Indien u dit niet reeds hebt gedaan, moet ook u vroeg of laat dezelfde brandende vraag onder de ogen zien. Dit korte verslag van wat er op deze congressen werd besproken, zal daarom zeer nuttig blijken te zijn om u te helpen een beslissing te nemen.
Het is in werkelijkheid geen nieuwe vraag, waar wij vandaag voor het eerst mee worden geconfronteerd. Dit werd duidelijk gemaakt op de eerste dag van het congres, in de toespraak getiteld: „Goddelijke heerschappij — Zijn wij ervoor of ertegen?”
Deze thematoespraak toonde aan dat de vijandelijkheid tegen goddelijke heerschappij vele duizenden jaren geleden in het onzichtbare rijk was begonnen. Een geestelijk schepsel, ofte wel een engel, maakte zichzelf zowel tot „Satan” als „Duivel”, dat wil zeggen, tot een „Tegenstander” en een „Lasteraar” van God. Als gevolg daarvan nemen allen die tegen goddelijke heerschappij zijn gekant hun standpunt in voor Satan de Duivel en geven er blijk van net zulke opstandelingen te zijn als Adam en Eva, hun eerstgeboren zoon Kaïn, de ongehoorzame engelen die vóór de wereldomvattende vloed als echtgenoten met vrouwen leefden en de opstandeling Nimrod, die na de vloed leefde.

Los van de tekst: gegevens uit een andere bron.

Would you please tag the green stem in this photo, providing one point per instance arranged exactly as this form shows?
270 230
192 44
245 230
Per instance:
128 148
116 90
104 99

Een scherpe tegenstelling met zulke opstandelingen vormde de Heer Jezus Christus. Ook hij moest beslissen of hij vóór of tegen goddelijke heerschappij was. Toen hem door Satan de „god van dit samenstel van dingen”, de heerschappij over alle koninkrijken van deze wereld werd aangeboden, wees hij het aanbod van de hand met de woorden: „Jehovah, uw God, moet gij aanbidden en voor hem alleen heilige dienst verrichten” (2 Kor. 4:4; Matth. 4:10). Beziet u de wereld en haar politieke aangelegenheden op dezelfde wijze als Jezus Christus deed?
HOE IN EEN GOEDGEKEURDE VERHOUDING TOT JEHOVAH TE KOMEN
Deze congressen vestigden er de aandacht op hoe in een juiste verhouding tot Jehovah te komen en te blijven, in volledige erkenning van zijn soevereiniteit. De belangrijkheid en dringendheid hiervan werd in de thematoespraak beklemtoond, toen werd gezegd:
„Wij in deze tijd staan heel dicht voor het einde van het ’besluit van het samenstel van dingen’. Menselijke heerschappij, uitgeoefend door onvolmaakte, zondige, stervende mensen, staat op het punt van de aardbodem te worden verwijderd in de ’verdrukking’ die in het profetische boek de bijbel is voorzegd en die de grootste zal zijn die de mensheid ooit heeft meegemaakt.”
Dit is de reden waarom mensen zich niet kunnen veroorloven het uit te stellen om hun standpunt voor goddelijke heerschappij in te nemen. Dit betekent dat wij ons ervan op de hoogte moeten stellen wat de wil van God is en deze vervolgens in elk aspect van ons leven ijverig in praktijk moeten brengen. Het betekent rechtschapenheid te handhaven, eerst Gods koninkrijk en zijn rechtvaardigheid te zoeken en niet verwikkeld te raken in menselijke politiek maar gehoorzaam Gods koninkrijk bekend te maken.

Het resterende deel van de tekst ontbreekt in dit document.